The word “dreamsickle,” like the word “chaos,” conjures numerous associations. Referring to the defunct brand of ice pop, it might invoke an orange gleam, a vanilla coat, the state of being frozen; more broadly, a “dreamsickle” suggests a tool used to harvest imaginative content, such as montage or color. In their show at New York’s 47 Canal, Lyndon Barrois Jr. and Kahlil Robert Irving probe at the chromatic (and chronomatic) channels by which cultural memory is sutured to political violence. Using collage, repurposed film stills, and frequent allusion to the coded lexicons with which we read color—for example, the artists specify that the exhibition title is formatted using the “pure Orange” code HEX #ff7c00—Barrois Jr. and Irving’s latest collaborative exhibition teases out the elastic, yet always discontinuous, circuits by which a person may inhabit the limits within which they are materially defined.

Installed at eye-level along the gallery’s main wall is Irving’s Sky_High (Low & fractured SMAERD) (all works 2021), a thin wooden shelf on which rest several square and rectangular panels that depict blue skies and fluffy clouds, cross-sections made from a digital composite image. The panels fill out the shelf’s sill, overlapping with one another from one edge to the other—such that its silhouette appears as a city’s skyline. Known for his exquisitely crushed assemblages that reproduce the contours of soda cans or takeout boxes onto the surface of fired porcelain, the slick, geometric dicing Irving applies in Sky_High doubles down on the Cubist impulse to use planar faceting to represent multiple perspectives of a chosen subject at the same time. By re-introducing a third dimension to the work via the shelf, on which the panels rest unfixed, Irving’s mosaic incorporates the saccadic function of the eye as it tries to scan or fixate on a discrete target.

Two collages printed on vinyl by Irving, Means_Angles_Integers (The weight of media) #7 and Means_Angles_Integers (The weight of media) #8, are mounted on aluminum substrates and affixed to the wall.
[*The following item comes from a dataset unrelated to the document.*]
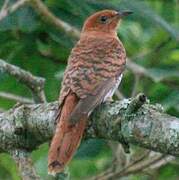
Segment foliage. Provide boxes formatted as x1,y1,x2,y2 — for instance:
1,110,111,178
0,0,179,180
The layered screenshots from the collective DIY space we call the internet—glossy, beveled hyperlinks that appear on scam sites, cartoonish memes, and social media posts mourning the loss of Breonna Taylor—form a dense palimpsest of text and image. It is as if the artist were responding to Piet Mondrian’s highly proportionate, harmonious grids with a primal horror vaccui—a compulsion to exhaust delimited spaces. Irving floods these spaces with digitally mediated text, forcing your eye to build metonymic, rather than metaphoric, relations across them. Rather than allowing the grid to delimit sharp reds, yellows, and blues, these flat aggregates of shared images incompletely recollected collapse the boundaries we’ve learned to perceive contain them.

Installed on the floor of the gallery is Lyndon Barrois Jr.’s sculptural installation Immortal Objects I-IV—four cast iron sundials that seem to absorb the “weight of media” to which Irving alludes in the works mentioned above. Each timepiece is placed off-center on a flat, nondescript black plinth and juxtaposed with CMY polyhedrons. These bespoke geometric miniatures use a process called “subtractive color mixing” to emit the spectrum of cyan, magenta, and yellow filtered through white light. The color model is ubiquitous to printed materials such as magazines and books, and is one of the artist’s frequent referents.11
“How many colors can you create?” reads one answer on the toy manufacturer’s FAQ page; “I’m looking for the color Dreamsickle,” I want to say back:

Barrois Jr.’s archival pigment print Twilight Dialogue is one of several wall works that incorporates imagery from Japanese director Juzo Itami’s 1987 film A Taxing Woman. A blood-red full moon appears in the upper half of the image; in the screenshot that appears below it, the same hue alters the facial color of the actor Nobuko Miyamoto. Keeling down to look at one of Barrois Jr.’s timepieces more closely, I notice that each ready-made has carved into it discrete mottos—one an old adage from the Latin, “I count none but golden hours.” A line by the poet Robert Browning on another—“Grow old along with me / The best is yet to be” from the 1868 dramatic monologue “Rabbi Ben Ezra,” put to song by John Lennon in 1984—is divided by the image of a grim reaper. Barrois Jr.’s understated arrangements temper the flickering, dimensional surface effects produced by Irving’s wall works, such that for a few moments, the chaos clears and the sticky swirl called dreaming clicks brightly back into focus.